Sunday, May 24, 2020

p15 Book Review of Deep Thinking by Garry Kasparov

Review of Deep Thinking, by Garry Kasparov

I was a casual club chess player in the 1970's and 1980's. It mattered to me that computers were challenging humans, and I wanted to beat The Machine. I remember when Mohawk College had an open house with access to a mini-computer that played chess, I very much wanted to beat it. I had to line up, but it did win. Once it had bested me, I considered chess to be "solved," and I went on to other challenges. I am grateful to have lived in a time where computers went on to the much more notable heights of beating the best human chess player ever, Garry Kasparov, in the late 1990's. In this book by him, Deep Thinking, he recalls teaming up with a machine and checking the work of chess masters who went before him. Backed up by the powerful chess programs available now, he tells of the mistakes that were routinely made in the analysis, without the help of computers, found in chess books and magazines in the past. You might think that the analysis made in the calm of one's study with no time limits would have made it easier to grasp the best move than players working under time pressure. Not so.

"Hindsight is 20/20, is it not? But one of my first discoveries was that when it comes to chess analysis in the pre-computer age, hindsight was badly in need of bifocals. Paradoxically, when other top players wrote about games in magazines and newspaper columns they often made more mistakes in their commentary than the players had made at the board. Even when the players themselves published analyses of their own games they were often less accurate than when they were playing the game. Strong moves were called errors, weak moves were praised. It was not only a few cases of journalists who were lousy players failing to comprehend the genius of the champions, or everyone missing a spectacular move that I could easily find with the help of an engine, although that did happen regularly. The biggest problem was that even the players would fall into the trap of seeing each game of chess as a story, a coherent narrative with a beginning and a middle and a finish, with a few twists and turns along the way." (Deep Thinking, pp. 137-138)

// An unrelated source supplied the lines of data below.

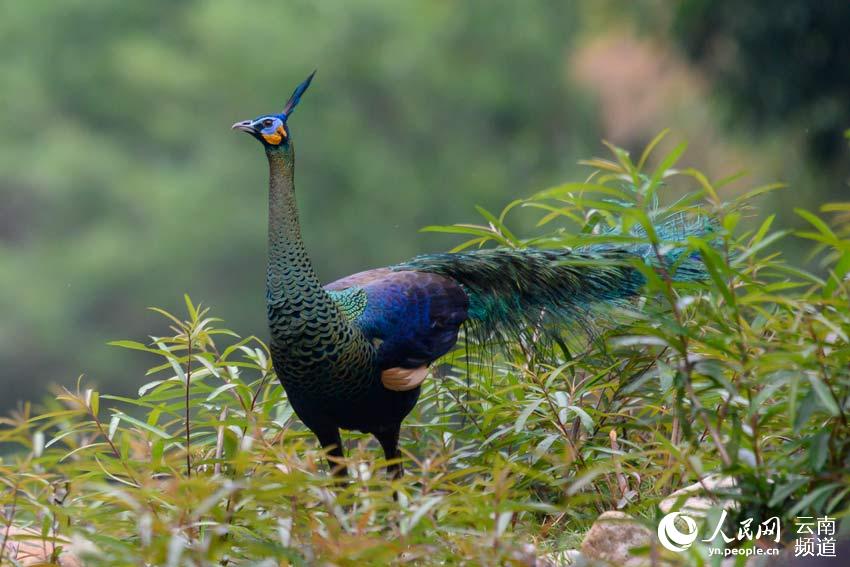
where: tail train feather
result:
[392,215,716,342]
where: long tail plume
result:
[393,215,715,342]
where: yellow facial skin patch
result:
[263,124,286,146]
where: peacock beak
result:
[230,120,256,134]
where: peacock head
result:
[232,71,316,147]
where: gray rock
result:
[581,511,653,567]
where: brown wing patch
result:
[381,366,428,392]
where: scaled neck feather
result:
[266,142,330,305]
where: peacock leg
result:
[375,423,404,479]
[313,427,348,478]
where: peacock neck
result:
[266,143,331,312]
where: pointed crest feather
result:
[281,70,316,120]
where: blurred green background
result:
[0,0,850,409]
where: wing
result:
[325,268,469,382]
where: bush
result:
[0,137,850,565]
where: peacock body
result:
[233,75,705,474]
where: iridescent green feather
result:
[328,287,368,321]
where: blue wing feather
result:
[327,268,469,369]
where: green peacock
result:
[233,72,705,476]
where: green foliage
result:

How often is such a flawless retrospective accounting possible in any field of human knowledge? How natural it is for us to make up stories about what we only partially grasp. It may well be that someday the works of philosophers, policy makers and lawmakers will be just as easily and clearly refuted by some similar partnership between human and machine, I don't know, but the observations of Kasparov are very illuminating as a sort of autopsy of human attainment in this realm of intellectual endeavour. How foolish we are to put entire reliance on human expertise, which is oh, so fallible!

At one point in the book, Kasparov tells an anecdote about Bobby Fischer, the American chess prodigy of the 1960's and 1970's. "An eager fan fan pressed him after a difficult win. "Nice game, Bobby!" Fischer answered, "How would you know?" (Deep Thinking, p. 92) A bit rude, but that is just it, we can only understand what is on our own level, and anything above that is a mystery, a frightening mystery. Kasparov, in partnership with modern chess algorithms, is reflective about the lessons that can and cannot be derived from past ignorance and errors for the future.

"I took two lessons away from this discovery. The first is that we often do our best thinking under pressure. Our senses are heightened and our intuition is activated in a way that is unique to stress and competition. I would still rather have fifteen minutes on my clock than fifteen seconds to make a critical move, but the fact remains that our minds can perform remarkable feats under duress. We often do not realize how powerful our intuitive abilities are until we have no choice but to rely on them.

"The second lesson was that everyone loves a good story, even if it flies in the face of objective analysis. We love it when the most annoying character in the movie finally gets what he deserves. We root for underdogs, cringe at a hero's downfall, and sympathize with the unlucky victim of the Fates. All these tropes are in play in a chess game, just as they are in an election or the rise and fall of a business, and they feed the powerful cognitive fallacy of seeking a narrative where often none exists."

"Computer analysis exploded this lazy tradition of analyzing chess games as if they were fairy tales. Engines don't care about story. They expose the reality that the only story in a chess game is each individual move, weak or strong. This isn't nearly as fun or interesting as the narrative method, but it's the truth, and not just in chess. The human need to understand things as a story instead of as a series of discrete events can lead to many flawed conclusions. We are easily drawn away from the data by a nice anecdote that fits our preconceived notions or that fulfills one of the popular tropes. This is how urban legends propagate so efficiently; the best ones tell us something we really want to believe is true. I'm certainly not immune to this tendency myself, and it's impossible to overcome all our intellectual biases. But becoming aware of them is a good first step, and one of the many benefits of human-machine collaboration is helping us overcome lazy cognitive habits."